Experimental study of the ignition of single droplets under forced convection

Abstract

The convective ignition of suspended fuel droplets was experimentally investigated in the postflame gases (gas temperature T ∞ of 1000–1400 K; flow velocity 2 m/s) of a flat-flame burner. n-Heptane and hexadecane droplets with initial diameters ( d 0) ranging from 1000 to 1650 μm and droplet Reynolds numbers of 10–30 were tested. For T ∞ = 1050–1240 K, ignition initiated far downstream (at a distance of 3–40 times d 0, and at a larger distance for a lower temperature) as a dim blue premixed flame, followed by rapid upstream propagation to form an envelope flame around the droplet.
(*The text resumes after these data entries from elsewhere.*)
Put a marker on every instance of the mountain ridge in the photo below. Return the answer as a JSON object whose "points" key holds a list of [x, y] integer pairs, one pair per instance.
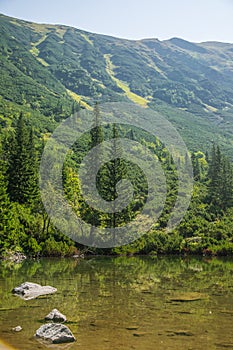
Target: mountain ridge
{"points": [[49, 69]]}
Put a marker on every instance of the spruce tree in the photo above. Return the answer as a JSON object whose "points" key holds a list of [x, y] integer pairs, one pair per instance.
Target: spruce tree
{"points": [[23, 165]]}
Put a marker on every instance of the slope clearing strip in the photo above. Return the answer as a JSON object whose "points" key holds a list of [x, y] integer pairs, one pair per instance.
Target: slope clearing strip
{"points": [[131, 95], [78, 99]]}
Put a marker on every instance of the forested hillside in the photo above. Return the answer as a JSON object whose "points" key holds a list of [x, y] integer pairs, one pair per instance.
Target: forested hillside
{"points": [[50, 72]]}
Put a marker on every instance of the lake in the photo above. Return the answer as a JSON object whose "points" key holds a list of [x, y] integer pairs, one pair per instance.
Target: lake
{"points": [[141, 303]]}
When T ∞ was increased to about 1270 K, ignition initiated near the rear stagnation point of the droplet and an envelope flame formed soon afterward. As T ∞ was increased to about 1350 K, the position of ignition moved to the front stagnation point. The position of the initial premixed flame appeared not to differ significantly for the two different fuels. Ignition positions and ignition delay times were measured for different T ∞ and d 0. The distance of the ignition position from the droplet was found to increase with decreasing T ∞ in an exponential manner. The measured upstream flame propagation speed increased with T ∞, especially for heptane droplets. Forced convection was found to impede droplet ignition in that the minimum ignitable temperatures were higher than those for nonconvective conditions.